Search code examples
sqlpostgresqlgroup-bywindow-functions

Group by with WIndows Function- Postgresql


I know, there is no point using Group by here. But I was experimenting something & getting an error saying column cost should be in group by or used in an aggregate function. I want to understand what's going on internally and why the logic is incorrect. Let's say I have a table :

name | date | category | cost,   
jill  | 2019-04-01 | pen | 10 , 
jill  | 2019-04-01 | pen | 40 , 
jill  | 2019-04-01 | coat | 20 , 
Farida | 2019-03-01 | coat | 25,
Farida | 2019-03-02 | coat | 15

Writing the code as :

select
     first_name, cast(o_date as date), sum(cost) over(partition by first_name) as tot 
from tab1
group by 
        1,2;

According to the query, first group by will be executed which will give:

Jill | 2019-04-01
Farida | 2019-03-01
Farida | 2019-03-02

and then we are squashing the rows by taking sum of cost column but for every partition of first_name.

I am expecting the output as

Jill | 2019-04-1 | 50
Farida | 2019-03-01 | 60
Farida | 2019-03-02 |60

The code is working fine without group by clause(which I already know how to do it).
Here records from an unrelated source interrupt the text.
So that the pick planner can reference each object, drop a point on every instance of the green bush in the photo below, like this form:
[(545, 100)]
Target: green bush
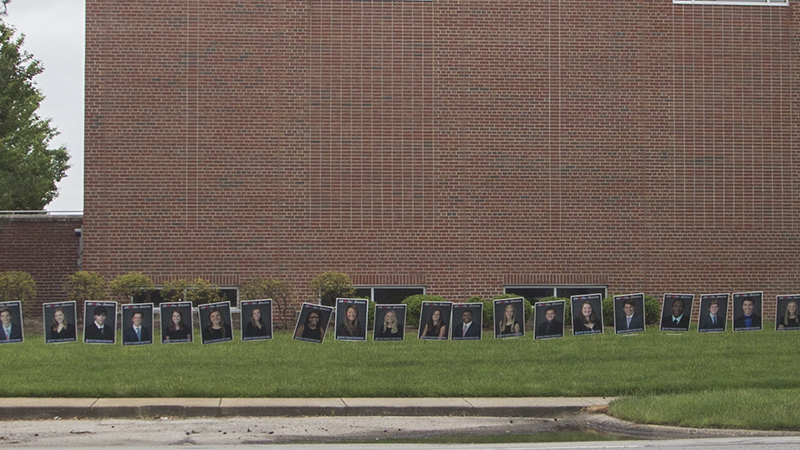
[(487, 310), (329, 286), (84, 286), (126, 286), (18, 286), (414, 308), (198, 291)]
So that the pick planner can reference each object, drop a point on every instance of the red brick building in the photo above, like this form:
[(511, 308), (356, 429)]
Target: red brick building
[(45, 246), (460, 146)]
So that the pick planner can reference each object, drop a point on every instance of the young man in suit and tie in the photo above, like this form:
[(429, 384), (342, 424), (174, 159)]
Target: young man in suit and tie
[(468, 329), (713, 320), (677, 321), (99, 331), (137, 333), (8, 331), (633, 320)]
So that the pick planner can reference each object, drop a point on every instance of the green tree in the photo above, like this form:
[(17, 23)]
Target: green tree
[(329, 286), (126, 286), (84, 286), (18, 286), (29, 170)]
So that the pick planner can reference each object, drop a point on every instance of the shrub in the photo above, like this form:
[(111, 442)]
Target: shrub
[(18, 286), (198, 291), (83, 286), (414, 308), (329, 286), (278, 291), (487, 310), (125, 287)]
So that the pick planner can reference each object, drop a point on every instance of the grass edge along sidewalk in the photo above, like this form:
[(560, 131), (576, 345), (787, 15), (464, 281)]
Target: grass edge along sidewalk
[(659, 371)]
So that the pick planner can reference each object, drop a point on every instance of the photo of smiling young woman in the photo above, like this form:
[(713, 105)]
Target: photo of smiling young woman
[(312, 323), (256, 319)]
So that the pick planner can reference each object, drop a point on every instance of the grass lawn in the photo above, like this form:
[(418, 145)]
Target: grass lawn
[(688, 379)]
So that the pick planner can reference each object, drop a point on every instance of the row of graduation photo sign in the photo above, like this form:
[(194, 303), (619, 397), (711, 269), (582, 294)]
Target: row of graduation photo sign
[(438, 320)]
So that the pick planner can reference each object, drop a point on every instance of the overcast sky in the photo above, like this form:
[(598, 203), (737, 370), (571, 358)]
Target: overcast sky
[(54, 34)]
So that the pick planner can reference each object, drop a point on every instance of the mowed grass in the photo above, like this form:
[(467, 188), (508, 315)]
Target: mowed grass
[(730, 380), (651, 363)]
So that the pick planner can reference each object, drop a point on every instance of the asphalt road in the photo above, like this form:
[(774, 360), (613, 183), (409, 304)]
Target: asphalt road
[(325, 432)]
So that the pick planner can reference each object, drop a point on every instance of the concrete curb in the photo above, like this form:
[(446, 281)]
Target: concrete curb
[(49, 408)]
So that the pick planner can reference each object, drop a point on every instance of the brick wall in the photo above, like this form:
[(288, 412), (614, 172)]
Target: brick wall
[(460, 144), (44, 246)]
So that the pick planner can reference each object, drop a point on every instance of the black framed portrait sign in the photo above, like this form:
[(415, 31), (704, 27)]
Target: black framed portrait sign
[(787, 313), (676, 312), (215, 322), (548, 319), (467, 321), (100, 322), (713, 313), (747, 311), (629, 313), (59, 320), (434, 321), (509, 317), (177, 323), (11, 322), (137, 324), (390, 322), (312, 323), (256, 319), (351, 319)]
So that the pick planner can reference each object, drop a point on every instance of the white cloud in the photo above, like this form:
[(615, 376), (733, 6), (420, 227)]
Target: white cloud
[(54, 34)]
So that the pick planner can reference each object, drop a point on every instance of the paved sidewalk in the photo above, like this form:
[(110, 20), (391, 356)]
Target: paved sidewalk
[(49, 408)]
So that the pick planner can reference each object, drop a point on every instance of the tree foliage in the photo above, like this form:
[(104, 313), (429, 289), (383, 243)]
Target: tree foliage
[(126, 286), (84, 286), (29, 170), (18, 286), (198, 291), (329, 286)]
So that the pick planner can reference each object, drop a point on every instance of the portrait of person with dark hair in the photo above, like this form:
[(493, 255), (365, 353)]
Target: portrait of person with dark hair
[(713, 313), (10, 322), (59, 322), (467, 321), (587, 314), (136, 321), (747, 311), (100, 327), (787, 313), (215, 321), (546, 320), (312, 322), (676, 312), (176, 322), (434, 320), (256, 319), (389, 322), (352, 317), (628, 313), (509, 317)]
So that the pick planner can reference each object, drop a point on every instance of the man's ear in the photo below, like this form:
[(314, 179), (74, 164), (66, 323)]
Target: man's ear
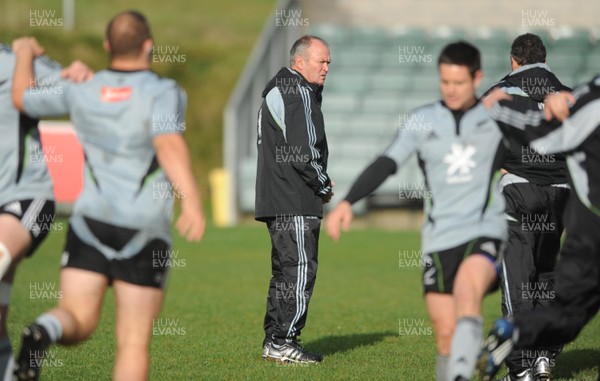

Why can't we use group by here? Please tell what causing the code to be incorrect?


Solution

  • A sum() followed by an OVER clause is not an aggregation function though it has the same name as one.

    That follows that cost, in your query, is neither an argument to an aggregation function nor in the GROUP BY clause.

    But you can use a window (not "windows" by the way) function on the result of an aggregation function.

    So the following is allowed. sum() is used as an aggregation function on cost first, and then the window function sum() is used on that.

    SELECT first_name,
           cast(o_date AS date),
           sum(sum(cost)) OVER (PARTITION BY first_name) AS tot 
           FROM tab1
           GROUP BY first_name,
                    cast(o_date AS date);
    

    And as a side note: I recommend against using column ordinals in GROUP BY clauses. That's too easy to mess up. Prefer to use the column expressions instead.